Ten eerste ontbreekt de causale relatie tussen het stemmen op een kandidaat uit de eigen bevolkingsgroep van de kiezer enerzijds en het kwalificeren van de Republiek Suriname als ‘failed state’ anderzijds. In theorie zou een democratische rechtsstaat ook langs etnische scheidslijnen prima kunnen functioneren zolang in de besluitvorming het algemeen belang maar wordt gediend. Ten tweede is de stelling van Blok inhoudelijk onjuist. Eén van de redenen dat de partij van president Bouterse (NDP) de grootste partij van Suriname is, is juist vanwege haar multi-etnische en sterk nationalistische karakter. De NDP heeft in haar campagnes herhaaldelijk en met succes kiezers met verschillende culturele achtergronden aan zich kunnen verbinden. De tweede partij, de VHP, heeft zich eveneens met succes ontwikkeld tot een multi-etnische partij. Surinaamse jongeren voelen zich ongeacht hun etnische achtergrond steeds meer met elkaar verbonden. De Surinaamse identiteit neemt een steeds belangrijkere plaats in ten koste van hun identiteit als ‘Hindoestaanse Surinamer’ of ‘Afro-Surinamer’. Deze maatschappelijke en politieke ontwikkeling is onze minister van Buitenlandse Zaken dus vreemd.

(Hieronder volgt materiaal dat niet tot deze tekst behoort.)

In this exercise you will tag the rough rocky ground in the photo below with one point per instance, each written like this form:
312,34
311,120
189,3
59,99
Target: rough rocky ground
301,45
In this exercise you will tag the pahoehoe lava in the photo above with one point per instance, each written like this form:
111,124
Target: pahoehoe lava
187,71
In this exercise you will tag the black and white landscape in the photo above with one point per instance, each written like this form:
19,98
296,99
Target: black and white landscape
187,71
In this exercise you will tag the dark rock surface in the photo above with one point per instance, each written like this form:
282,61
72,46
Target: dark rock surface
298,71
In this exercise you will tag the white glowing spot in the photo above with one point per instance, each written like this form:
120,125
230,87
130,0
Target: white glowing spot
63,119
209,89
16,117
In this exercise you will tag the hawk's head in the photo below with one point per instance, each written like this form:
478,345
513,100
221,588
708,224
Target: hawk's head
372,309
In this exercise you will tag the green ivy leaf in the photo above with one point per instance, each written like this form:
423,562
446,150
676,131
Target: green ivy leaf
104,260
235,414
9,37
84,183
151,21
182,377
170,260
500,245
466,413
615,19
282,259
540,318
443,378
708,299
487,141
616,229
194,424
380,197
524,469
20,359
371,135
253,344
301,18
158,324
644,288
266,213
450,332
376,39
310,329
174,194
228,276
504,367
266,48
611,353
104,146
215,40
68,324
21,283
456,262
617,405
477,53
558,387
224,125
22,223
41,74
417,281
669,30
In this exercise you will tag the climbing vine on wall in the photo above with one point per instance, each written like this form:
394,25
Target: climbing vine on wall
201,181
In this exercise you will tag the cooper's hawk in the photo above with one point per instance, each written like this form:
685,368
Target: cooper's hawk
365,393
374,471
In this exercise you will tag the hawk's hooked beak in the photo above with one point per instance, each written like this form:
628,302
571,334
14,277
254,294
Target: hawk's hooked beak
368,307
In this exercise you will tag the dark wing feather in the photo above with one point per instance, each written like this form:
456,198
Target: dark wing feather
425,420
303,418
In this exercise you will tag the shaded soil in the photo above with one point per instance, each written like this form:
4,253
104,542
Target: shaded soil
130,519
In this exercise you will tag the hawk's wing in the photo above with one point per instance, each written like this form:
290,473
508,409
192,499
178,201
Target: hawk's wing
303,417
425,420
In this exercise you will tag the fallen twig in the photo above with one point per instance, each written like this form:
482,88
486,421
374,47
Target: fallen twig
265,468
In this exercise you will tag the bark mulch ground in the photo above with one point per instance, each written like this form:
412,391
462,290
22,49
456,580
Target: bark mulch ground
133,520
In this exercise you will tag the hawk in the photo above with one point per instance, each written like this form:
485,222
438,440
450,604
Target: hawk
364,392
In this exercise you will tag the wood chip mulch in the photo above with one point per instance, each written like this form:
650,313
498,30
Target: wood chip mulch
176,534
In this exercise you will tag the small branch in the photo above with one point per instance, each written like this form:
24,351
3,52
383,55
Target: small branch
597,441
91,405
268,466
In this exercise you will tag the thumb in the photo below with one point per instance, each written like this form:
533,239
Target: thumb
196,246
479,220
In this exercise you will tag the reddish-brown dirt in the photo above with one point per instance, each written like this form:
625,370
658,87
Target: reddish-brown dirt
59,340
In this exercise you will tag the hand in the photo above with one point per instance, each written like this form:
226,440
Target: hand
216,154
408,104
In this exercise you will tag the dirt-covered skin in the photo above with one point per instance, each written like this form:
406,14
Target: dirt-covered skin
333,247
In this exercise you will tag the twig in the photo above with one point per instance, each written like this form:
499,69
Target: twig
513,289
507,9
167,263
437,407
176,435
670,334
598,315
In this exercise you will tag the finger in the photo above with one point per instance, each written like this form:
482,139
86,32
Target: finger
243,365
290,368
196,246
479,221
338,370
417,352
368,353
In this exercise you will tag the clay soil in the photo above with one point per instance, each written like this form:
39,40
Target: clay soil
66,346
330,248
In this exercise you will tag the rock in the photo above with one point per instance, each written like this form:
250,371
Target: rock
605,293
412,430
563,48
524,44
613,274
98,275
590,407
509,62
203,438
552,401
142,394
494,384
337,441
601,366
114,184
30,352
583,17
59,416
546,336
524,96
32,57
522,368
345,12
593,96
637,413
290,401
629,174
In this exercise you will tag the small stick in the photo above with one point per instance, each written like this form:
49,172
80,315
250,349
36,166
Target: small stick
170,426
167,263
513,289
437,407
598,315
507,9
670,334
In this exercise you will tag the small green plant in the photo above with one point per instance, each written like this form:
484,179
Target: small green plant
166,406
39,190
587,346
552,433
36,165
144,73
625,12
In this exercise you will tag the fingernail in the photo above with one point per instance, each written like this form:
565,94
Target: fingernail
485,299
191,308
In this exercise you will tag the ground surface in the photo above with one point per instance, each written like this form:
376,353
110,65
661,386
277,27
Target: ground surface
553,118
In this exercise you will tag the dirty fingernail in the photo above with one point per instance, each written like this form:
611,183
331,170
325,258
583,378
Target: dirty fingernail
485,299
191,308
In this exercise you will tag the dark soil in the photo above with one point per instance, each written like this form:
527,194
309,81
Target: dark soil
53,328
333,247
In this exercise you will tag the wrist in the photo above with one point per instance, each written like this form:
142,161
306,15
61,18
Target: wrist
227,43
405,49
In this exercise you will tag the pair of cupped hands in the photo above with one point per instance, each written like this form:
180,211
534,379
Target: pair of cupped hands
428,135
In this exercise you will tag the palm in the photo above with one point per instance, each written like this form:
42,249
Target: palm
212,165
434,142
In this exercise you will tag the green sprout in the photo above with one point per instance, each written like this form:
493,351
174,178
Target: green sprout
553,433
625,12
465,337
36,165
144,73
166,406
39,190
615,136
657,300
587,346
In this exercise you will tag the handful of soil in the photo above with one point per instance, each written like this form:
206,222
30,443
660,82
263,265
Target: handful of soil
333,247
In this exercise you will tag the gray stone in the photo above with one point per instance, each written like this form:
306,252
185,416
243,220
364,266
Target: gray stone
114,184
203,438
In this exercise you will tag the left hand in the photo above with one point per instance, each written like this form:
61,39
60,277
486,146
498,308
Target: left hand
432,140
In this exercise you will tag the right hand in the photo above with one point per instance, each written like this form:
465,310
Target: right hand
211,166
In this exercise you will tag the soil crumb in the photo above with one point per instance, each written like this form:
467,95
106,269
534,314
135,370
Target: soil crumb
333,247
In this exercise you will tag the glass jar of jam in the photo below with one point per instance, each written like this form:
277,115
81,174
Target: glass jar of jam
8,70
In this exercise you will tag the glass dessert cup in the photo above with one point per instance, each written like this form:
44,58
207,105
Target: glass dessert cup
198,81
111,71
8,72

Onwetendheid Blok handelde daarmee vanuit onwetendheid en onjuiste feiten. Terwijl juist van de hoogste diplomaat van het Koninkrijk der Nederlanden terughoudendheid, deskundigheid en tact mag worden verwacht. Zeker in het geval van oud-koloniën als Suriname, waarin de interstatelijke relatie bij voorbaat extra beladen is en waarmee deze minister ook een deel van zijn eigen Nederlandse bevolking behoorlijk beledigt. En dat was op sociale media meteen te merken. Zo las ik op Facebook het volgende commentaar over de ‘Surinaamse failed state’: “Dankzij de Nederlandse roversbende…dankje wel Nederland. Overal waar deze Hollanders zijn geweest is het een ramp..Zuid-Afrika…Australië…Indonesië..Zuid-Amerika..het Caribisch gebied. Het is een grove schande van deze Nederlanders en nu dit.” Een andere Surinamer schreef “Wat weet hij van een multiculturele samenleving. Laat hem komen, alle etnische groepen gaan hem wijzen dat we niet in blokjes denken als hij.” En een derde deelde het volgende: “Blok moet de laatste zijn die wat komt uitleggen. Hij ligt in een bed van gestolen juwelen die zijn voorouders voor hem met piraterij en Slavernij heeft verdiend.”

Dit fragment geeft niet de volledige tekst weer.